In the past three years, the center's enrollment has tripled.
By LAURE CIOFFI
VINDICATOR NEW CASTLE BUREAU
NEW CASTLE, Pa. -- When Angela Swabik decided she wanted to go to college, she thought she might be limited in her choices because she doesn't have a car.
But the 27-year-old New Castle woman found a host of choices just a few blocks from her home at the Lawrence County Learning Center.
She is starting her first semester with Butler County Community College this fall studying psychology. She hopes to become a social worker.
"It's close and convenient," she said of the learning center. "I don't drive. I can walk there if I need to."
Swabik isn't alone in looking for higher education opportunities closer to home.
Rise in enrollment
Arthur Zarone, director of the center, said enrollment in post-secondary classes offered through the center has tripled in the past three years.
During the 2000-01 school year, there were 842 students enrolled. In the 2002-03 school year, the number was up to 2,600.
The center is host to courses from Butler, Beaver and Allegheny county community colleges, as well as Web-based courses from the Northern Tier Educational Initiative -- a consortium of five state universities -- and classes offered by organizations such as Adult Literacy of Lawrence County.
Community college courses appear to be the most popular, Zarone said.
"The possibility of graduating from a four-year school gets much easier if you have funds to let you do it. By taking classes here, it enables people to save for the last two years," he said.
Up to 60 credits can be taken at the learning center through the community colleges for an associate's degree.

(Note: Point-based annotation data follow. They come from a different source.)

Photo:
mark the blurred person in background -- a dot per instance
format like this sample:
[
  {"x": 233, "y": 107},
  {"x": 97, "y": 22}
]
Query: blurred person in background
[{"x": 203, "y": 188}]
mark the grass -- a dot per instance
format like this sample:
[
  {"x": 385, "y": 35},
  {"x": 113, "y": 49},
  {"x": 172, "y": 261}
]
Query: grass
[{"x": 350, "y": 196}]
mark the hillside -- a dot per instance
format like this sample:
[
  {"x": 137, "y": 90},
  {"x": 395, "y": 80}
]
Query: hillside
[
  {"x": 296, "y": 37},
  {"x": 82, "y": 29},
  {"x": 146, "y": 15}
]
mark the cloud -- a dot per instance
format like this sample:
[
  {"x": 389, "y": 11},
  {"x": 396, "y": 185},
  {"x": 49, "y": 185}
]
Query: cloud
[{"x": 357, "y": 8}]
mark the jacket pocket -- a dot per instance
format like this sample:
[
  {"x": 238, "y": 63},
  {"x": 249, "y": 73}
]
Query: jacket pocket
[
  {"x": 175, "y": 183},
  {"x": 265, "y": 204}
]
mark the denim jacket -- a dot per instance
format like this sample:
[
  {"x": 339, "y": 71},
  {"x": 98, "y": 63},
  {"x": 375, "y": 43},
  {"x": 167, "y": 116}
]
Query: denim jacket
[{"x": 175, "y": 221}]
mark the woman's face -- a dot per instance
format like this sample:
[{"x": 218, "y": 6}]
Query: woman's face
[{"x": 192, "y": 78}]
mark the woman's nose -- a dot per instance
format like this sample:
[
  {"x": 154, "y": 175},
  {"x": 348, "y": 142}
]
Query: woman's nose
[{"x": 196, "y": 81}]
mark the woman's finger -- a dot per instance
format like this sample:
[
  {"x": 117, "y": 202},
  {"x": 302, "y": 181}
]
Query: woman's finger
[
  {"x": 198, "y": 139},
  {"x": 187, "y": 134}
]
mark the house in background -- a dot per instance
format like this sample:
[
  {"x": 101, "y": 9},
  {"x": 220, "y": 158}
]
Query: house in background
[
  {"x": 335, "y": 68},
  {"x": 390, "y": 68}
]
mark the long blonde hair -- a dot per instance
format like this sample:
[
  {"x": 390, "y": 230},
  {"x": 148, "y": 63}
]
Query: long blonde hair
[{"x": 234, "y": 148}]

The community colleges have agreements with four-year college and universities that allow those credits to be transferred and used toward a bachelor's degree.
Butler County Community College saw an opportunity to start satellite classes in Lawrence County 15 years ago by offering night classes at the Lawrence County Vocational/Technical School, said Diane DeCarbo, director of programs for Mercer and Lawrence counties for the college.

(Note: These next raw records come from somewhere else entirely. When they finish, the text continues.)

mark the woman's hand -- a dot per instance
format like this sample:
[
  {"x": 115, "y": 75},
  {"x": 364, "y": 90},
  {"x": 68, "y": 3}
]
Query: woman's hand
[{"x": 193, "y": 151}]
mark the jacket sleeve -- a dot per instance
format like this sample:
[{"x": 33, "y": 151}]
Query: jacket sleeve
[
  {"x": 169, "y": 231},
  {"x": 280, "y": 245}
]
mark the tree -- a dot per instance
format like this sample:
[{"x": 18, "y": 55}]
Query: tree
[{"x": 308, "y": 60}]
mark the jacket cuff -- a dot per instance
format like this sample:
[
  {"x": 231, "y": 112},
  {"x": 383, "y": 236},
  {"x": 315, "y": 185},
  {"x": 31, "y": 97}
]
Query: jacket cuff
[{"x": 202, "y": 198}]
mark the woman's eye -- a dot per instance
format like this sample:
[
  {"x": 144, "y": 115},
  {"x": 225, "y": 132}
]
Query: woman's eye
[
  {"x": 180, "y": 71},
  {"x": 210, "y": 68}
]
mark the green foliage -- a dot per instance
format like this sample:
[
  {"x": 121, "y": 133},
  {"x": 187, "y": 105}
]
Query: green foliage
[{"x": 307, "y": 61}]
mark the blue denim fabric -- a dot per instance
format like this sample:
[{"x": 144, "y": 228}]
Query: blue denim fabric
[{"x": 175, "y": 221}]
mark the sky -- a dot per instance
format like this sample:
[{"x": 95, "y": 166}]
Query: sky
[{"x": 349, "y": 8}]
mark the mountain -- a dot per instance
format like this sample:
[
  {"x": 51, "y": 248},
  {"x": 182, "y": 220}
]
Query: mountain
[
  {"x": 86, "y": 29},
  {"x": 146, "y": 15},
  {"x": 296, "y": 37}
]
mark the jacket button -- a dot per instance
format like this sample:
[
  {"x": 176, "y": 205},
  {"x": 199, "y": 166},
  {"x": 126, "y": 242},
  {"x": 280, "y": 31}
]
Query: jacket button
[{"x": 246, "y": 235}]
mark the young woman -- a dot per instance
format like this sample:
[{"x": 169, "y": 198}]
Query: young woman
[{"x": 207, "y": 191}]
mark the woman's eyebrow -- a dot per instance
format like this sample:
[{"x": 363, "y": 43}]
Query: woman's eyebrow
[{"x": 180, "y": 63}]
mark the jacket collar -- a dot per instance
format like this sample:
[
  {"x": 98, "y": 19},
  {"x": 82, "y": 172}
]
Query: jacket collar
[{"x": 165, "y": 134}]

The center has given the college the opportunity to offer daytime classes, she said. Enrollment at Butler's classes in Lawrence County is up 26 percent this year, she said.

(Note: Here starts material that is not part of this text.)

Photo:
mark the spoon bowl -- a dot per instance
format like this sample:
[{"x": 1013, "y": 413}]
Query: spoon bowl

"Our classes [at the learning center] are popular," DeCarbo said. "More students are able to go to school full time."
Center's history
The center, one of 10 educational councils across Pennsylvania, started in the mid-1990s after a committee was formed to look for new educational opportunities in the county.
The center spent its first year in the Sankey Youth Center, a space owned and donated by the New Castle City Rescue Mission. Then it moved to 29 S. Mercer St., where there were six classrooms.
But as class sizes and offerings grew, the learning center looked for new space and eventually moved to its building at 131 N. Columbus Innerbelt.
Schools offering courses at the center aren't charged and students pay the same rates as students who live and take courses in the host counties, Zarone said.
Money from the Pennsylvania Department of Education and the city of New Castle pays for building upkeep and the salaries of Zarone and a few other employees.
State budget cuts are expected this year, but Zarone says the center will continue because he sees it as an opportunity for people who otherwise could not afford an education.
"It opens the door for our people to come here at minimal cost," Zarone said.